Tomorrow is E's first day of preschool. And I, well, I'm mostly okay.
And so it begins, right? I mean, I used to be on the other side of the equation-in my former life as a Kindergarten teacher, I was the one patting the sobbing parents on the hand, shooing the kids into the classroom, telling the teary-eyed moms and dads to JUST LEAVE, and the kids would be just fine and don't worry.
And they all were fine, eventually. But now it's me. I'm sending my big little boy out into the world--albeit twice a week for a few hours to a place filled with other children and adults who care about said little children. He knows our address and my cell phone number and the ABCs and how to count and colors . . .
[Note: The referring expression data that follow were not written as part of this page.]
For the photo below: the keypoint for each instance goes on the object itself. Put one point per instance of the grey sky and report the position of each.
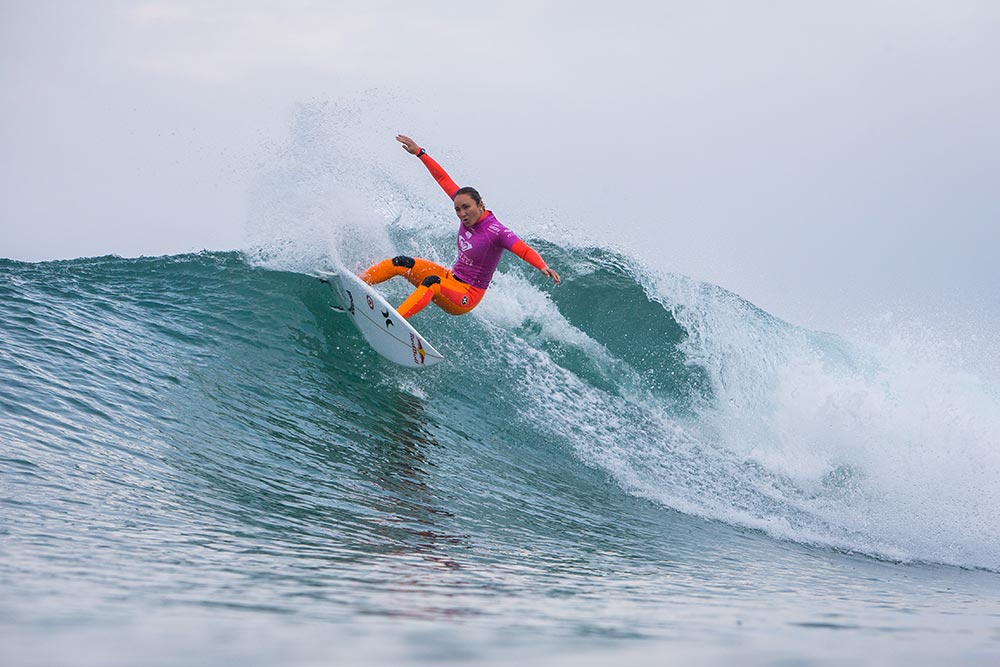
(823, 159)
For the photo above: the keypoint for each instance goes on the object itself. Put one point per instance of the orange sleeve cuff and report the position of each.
(440, 175)
(528, 254)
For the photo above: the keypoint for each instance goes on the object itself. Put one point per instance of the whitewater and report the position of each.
(202, 463)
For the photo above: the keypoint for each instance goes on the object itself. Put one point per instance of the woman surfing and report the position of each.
(481, 239)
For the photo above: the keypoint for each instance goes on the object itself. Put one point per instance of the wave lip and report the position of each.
(682, 392)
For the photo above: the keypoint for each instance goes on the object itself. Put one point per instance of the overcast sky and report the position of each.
(822, 159)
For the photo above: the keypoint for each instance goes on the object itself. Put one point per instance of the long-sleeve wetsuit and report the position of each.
(479, 251)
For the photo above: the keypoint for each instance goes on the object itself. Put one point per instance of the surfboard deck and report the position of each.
(386, 331)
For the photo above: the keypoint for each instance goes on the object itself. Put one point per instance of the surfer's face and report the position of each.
(468, 210)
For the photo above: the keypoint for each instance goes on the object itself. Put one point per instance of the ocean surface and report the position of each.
(201, 463)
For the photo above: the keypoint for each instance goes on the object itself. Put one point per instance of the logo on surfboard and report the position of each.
(419, 354)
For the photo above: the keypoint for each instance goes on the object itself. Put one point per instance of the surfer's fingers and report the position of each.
(408, 144)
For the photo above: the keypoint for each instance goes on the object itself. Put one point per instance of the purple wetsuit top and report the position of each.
(480, 249)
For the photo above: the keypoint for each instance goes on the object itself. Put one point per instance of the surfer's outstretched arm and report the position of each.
(531, 256)
(437, 171)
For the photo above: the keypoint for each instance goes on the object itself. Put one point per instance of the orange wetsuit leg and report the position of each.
(433, 283)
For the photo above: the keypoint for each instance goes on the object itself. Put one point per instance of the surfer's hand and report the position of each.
(409, 145)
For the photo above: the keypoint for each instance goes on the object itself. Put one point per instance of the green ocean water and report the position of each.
(202, 463)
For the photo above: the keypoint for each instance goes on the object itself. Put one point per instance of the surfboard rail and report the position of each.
(381, 325)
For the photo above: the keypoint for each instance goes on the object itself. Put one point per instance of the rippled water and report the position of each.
(190, 473)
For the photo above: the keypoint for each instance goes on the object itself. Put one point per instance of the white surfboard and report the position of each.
(383, 327)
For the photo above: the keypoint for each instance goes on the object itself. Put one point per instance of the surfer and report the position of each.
(481, 242)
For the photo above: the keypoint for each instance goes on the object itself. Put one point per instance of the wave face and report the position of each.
(151, 393)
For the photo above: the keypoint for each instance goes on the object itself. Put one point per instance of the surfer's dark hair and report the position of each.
(472, 192)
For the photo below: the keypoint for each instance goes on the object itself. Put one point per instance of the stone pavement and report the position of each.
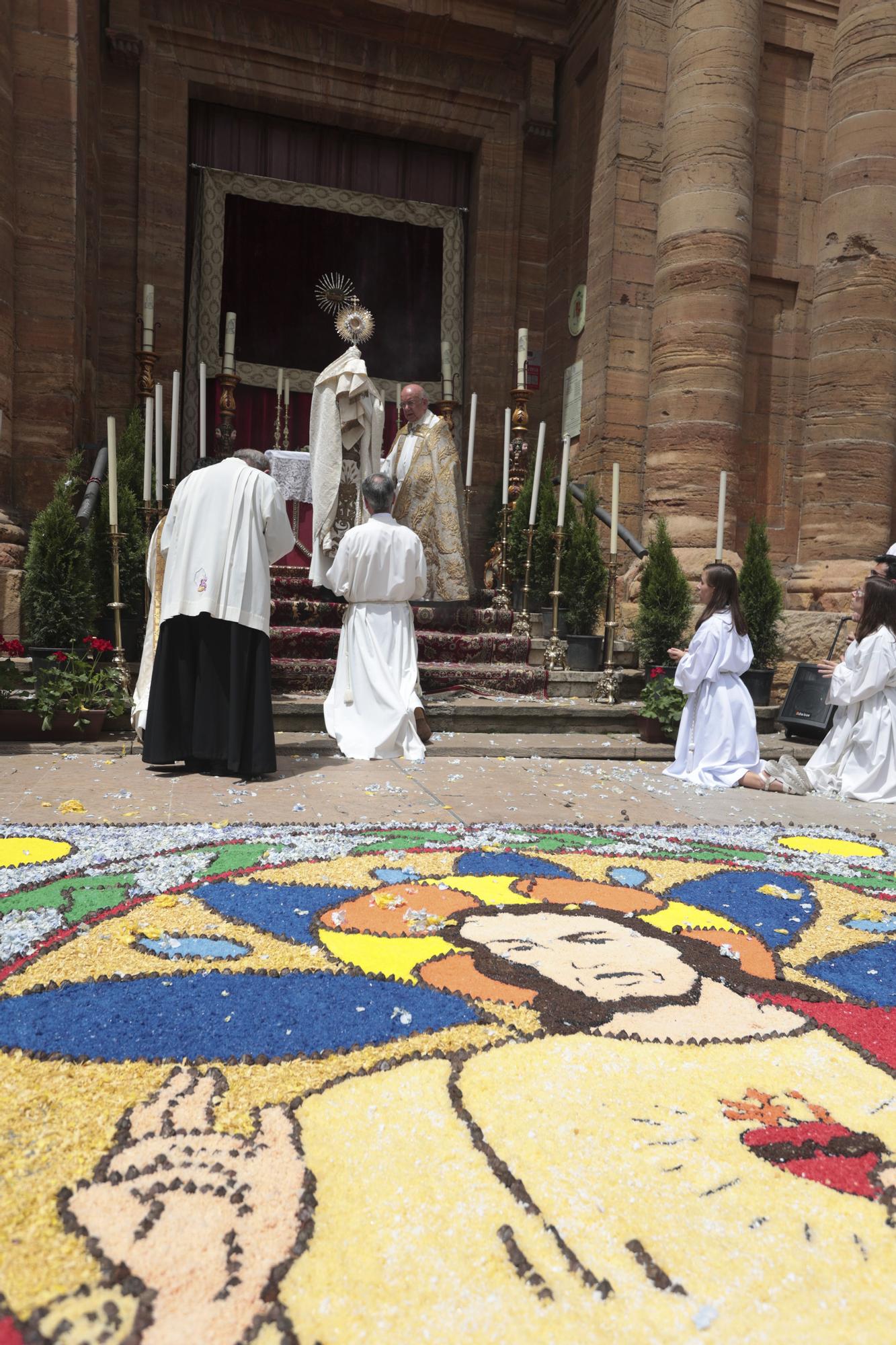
(313, 786)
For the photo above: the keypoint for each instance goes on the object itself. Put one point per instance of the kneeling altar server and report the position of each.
(373, 708)
(210, 691)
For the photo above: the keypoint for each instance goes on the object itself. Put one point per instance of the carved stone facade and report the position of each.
(721, 174)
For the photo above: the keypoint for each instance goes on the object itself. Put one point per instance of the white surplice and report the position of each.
(717, 742)
(857, 759)
(380, 568)
(225, 529)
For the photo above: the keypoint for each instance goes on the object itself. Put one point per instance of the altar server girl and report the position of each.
(717, 744)
(857, 759)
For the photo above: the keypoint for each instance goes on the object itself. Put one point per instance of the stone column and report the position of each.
(701, 287)
(849, 432)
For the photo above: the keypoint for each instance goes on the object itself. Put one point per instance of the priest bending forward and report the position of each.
(373, 709)
(210, 691)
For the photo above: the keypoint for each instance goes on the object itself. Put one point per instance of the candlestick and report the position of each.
(114, 471)
(505, 479)
(536, 482)
(564, 479)
(720, 524)
(471, 438)
(147, 451)
(204, 408)
(231, 344)
(149, 317)
(175, 412)
(522, 619)
(556, 649)
(502, 602)
(159, 446)
(118, 658)
(614, 514)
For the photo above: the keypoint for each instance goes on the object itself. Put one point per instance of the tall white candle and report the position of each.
(231, 342)
(614, 514)
(175, 411)
(540, 454)
(114, 471)
(471, 438)
(147, 451)
(202, 411)
(149, 317)
(159, 446)
(720, 524)
(564, 479)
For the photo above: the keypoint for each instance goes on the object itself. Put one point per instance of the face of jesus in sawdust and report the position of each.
(598, 958)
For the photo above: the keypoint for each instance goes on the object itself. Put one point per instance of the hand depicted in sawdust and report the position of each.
(209, 1222)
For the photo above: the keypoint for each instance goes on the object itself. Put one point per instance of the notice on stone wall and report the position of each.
(572, 400)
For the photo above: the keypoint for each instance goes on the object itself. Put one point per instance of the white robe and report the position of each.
(225, 529)
(857, 759)
(717, 742)
(380, 568)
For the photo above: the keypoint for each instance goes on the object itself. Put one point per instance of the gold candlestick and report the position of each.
(502, 595)
(518, 443)
(556, 649)
(522, 621)
(607, 684)
(118, 606)
(227, 432)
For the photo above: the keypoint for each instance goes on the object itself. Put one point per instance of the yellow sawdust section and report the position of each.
(493, 891)
(108, 948)
(825, 845)
(680, 915)
(382, 954)
(15, 851)
(58, 1118)
(608, 1156)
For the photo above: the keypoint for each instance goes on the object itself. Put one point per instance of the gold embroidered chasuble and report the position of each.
(431, 502)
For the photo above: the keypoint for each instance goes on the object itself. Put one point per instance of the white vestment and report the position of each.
(717, 742)
(345, 443)
(857, 759)
(380, 568)
(225, 529)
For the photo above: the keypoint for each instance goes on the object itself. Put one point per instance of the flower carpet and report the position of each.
(377, 1085)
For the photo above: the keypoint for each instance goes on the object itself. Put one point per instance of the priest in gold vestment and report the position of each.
(425, 467)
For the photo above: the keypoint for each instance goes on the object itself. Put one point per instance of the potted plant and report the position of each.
(76, 693)
(661, 708)
(57, 594)
(583, 579)
(663, 603)
(762, 602)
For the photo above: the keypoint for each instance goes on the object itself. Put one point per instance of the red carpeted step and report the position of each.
(296, 642)
(514, 680)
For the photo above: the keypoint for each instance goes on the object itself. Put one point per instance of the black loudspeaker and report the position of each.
(806, 711)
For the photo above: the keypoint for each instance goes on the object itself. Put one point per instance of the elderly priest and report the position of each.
(210, 691)
(424, 465)
(373, 708)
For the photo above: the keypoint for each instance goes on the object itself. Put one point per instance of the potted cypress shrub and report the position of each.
(762, 602)
(583, 579)
(58, 598)
(663, 603)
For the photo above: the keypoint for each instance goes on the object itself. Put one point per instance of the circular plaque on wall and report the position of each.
(577, 311)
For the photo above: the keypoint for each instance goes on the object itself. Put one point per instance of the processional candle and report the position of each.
(114, 471)
(540, 454)
(471, 438)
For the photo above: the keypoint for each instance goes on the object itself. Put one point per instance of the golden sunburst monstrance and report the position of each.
(335, 293)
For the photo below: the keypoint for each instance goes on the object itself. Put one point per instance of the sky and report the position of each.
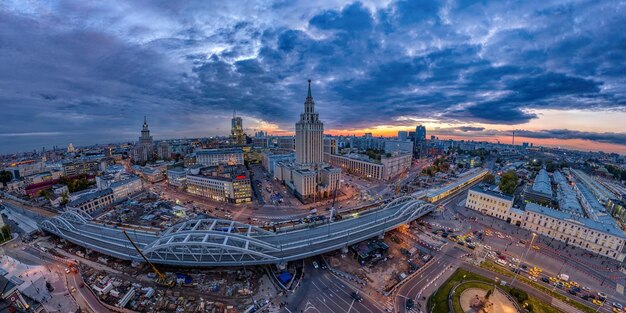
(87, 72)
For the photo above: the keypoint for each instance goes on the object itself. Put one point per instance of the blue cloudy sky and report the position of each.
(88, 71)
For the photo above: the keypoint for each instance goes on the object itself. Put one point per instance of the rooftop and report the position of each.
(219, 151)
(542, 183)
(124, 182)
(603, 225)
(464, 178)
(89, 197)
(492, 193)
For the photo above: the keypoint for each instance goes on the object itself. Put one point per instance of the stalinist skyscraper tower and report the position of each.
(309, 136)
(309, 178)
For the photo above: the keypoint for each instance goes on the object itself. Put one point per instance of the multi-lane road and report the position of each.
(320, 292)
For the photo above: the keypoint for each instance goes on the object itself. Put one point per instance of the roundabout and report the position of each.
(480, 297)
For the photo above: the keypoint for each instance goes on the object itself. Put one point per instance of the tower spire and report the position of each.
(309, 104)
(309, 94)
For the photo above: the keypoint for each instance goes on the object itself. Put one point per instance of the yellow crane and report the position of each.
(161, 279)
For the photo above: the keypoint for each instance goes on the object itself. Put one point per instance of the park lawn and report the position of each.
(504, 271)
(438, 302)
(456, 298)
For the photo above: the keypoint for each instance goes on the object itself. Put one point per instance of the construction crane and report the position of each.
(399, 184)
(161, 279)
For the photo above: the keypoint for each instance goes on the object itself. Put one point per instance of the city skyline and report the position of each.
(473, 71)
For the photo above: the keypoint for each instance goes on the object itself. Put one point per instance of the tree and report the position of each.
(64, 199)
(518, 294)
(508, 182)
(5, 177)
(5, 233)
(490, 179)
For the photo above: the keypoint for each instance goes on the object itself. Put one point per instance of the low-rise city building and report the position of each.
(601, 237)
(271, 158)
(221, 183)
(494, 204)
(80, 167)
(93, 201)
(213, 157)
(361, 165)
(123, 189)
(541, 190)
(177, 177)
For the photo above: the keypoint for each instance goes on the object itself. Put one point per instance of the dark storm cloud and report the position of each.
(614, 138)
(563, 134)
(94, 69)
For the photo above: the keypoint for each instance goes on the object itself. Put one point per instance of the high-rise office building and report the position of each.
(403, 135)
(309, 177)
(144, 149)
(236, 130)
(419, 141)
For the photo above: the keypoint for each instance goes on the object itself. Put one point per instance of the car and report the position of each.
(323, 265)
(409, 304)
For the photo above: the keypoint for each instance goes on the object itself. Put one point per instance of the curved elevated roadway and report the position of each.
(216, 242)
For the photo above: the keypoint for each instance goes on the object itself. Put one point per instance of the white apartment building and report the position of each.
(602, 236)
(93, 201)
(218, 188)
(494, 204)
(605, 239)
(363, 166)
(213, 157)
(125, 188)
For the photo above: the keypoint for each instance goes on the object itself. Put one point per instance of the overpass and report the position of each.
(217, 242)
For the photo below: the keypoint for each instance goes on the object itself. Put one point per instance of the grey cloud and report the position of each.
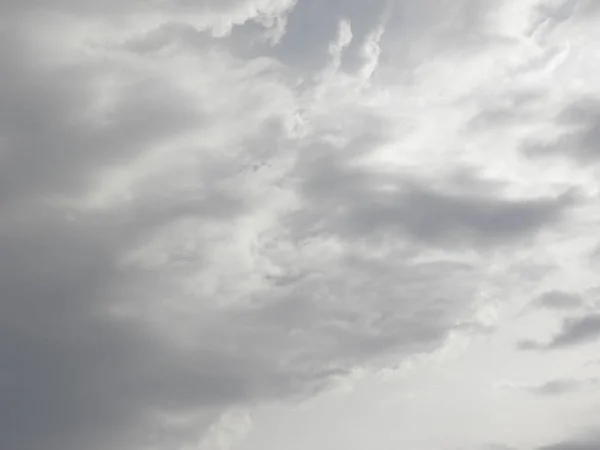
(578, 331)
(557, 299)
(574, 331)
(73, 374)
(579, 140)
(359, 203)
(589, 442)
(558, 387)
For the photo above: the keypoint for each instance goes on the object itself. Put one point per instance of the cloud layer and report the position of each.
(206, 208)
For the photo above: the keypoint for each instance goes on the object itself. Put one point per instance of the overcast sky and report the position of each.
(299, 224)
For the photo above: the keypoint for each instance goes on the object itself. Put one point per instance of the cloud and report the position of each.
(551, 388)
(574, 331)
(560, 300)
(579, 123)
(197, 216)
(589, 442)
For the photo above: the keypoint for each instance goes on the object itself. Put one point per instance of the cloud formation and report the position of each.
(205, 208)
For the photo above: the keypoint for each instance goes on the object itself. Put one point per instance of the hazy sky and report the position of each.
(299, 224)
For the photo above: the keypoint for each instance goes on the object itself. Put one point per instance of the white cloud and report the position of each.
(211, 208)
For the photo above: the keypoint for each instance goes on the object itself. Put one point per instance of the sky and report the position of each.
(299, 224)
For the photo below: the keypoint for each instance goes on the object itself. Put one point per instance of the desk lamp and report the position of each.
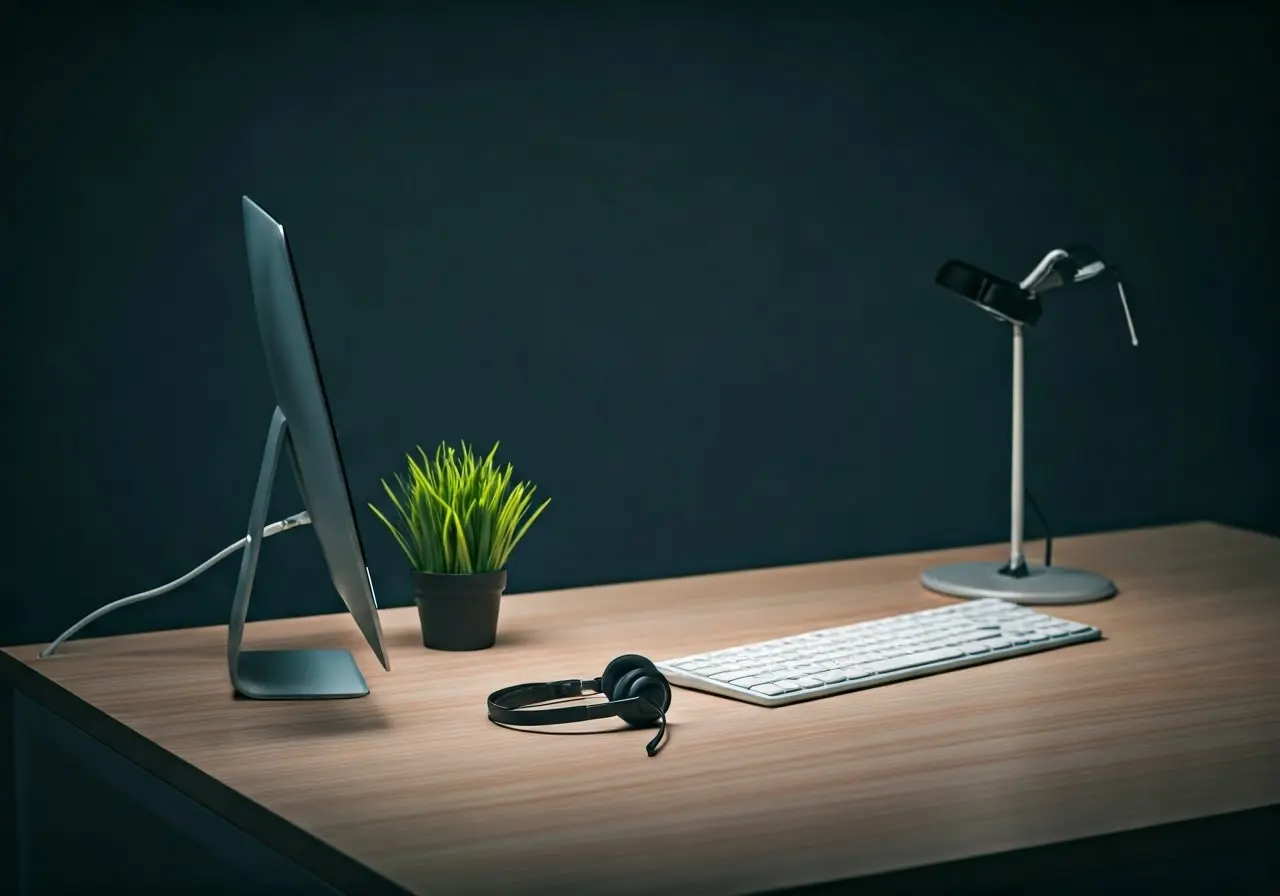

But it's still the big world, right? School changes kids. We've had a good run, these past three years. Staying home with E, and then grieving at home after Calla, then being home with baby O and big boy E--it's been fun. (OK, the grieving part's not fun. And the immediate aftermath was horrible. But you know what I mean.) September, for a long while, was adios summer and back to routine. Then for three years it was September who? Whatever! And now it's back to business as usual.
And then in a few weeks he's starting dancing school. My mother-in-law has a studio and my sister-in-law will be teaching his class. But STILL. It's something else.
Like I said, I'm mostly okay with all of this. It's time and he's ready and he'll love it. But it's still a little sad to say goodnight to my little boy, only to take my big boy out into the world, his new world, tomorrow.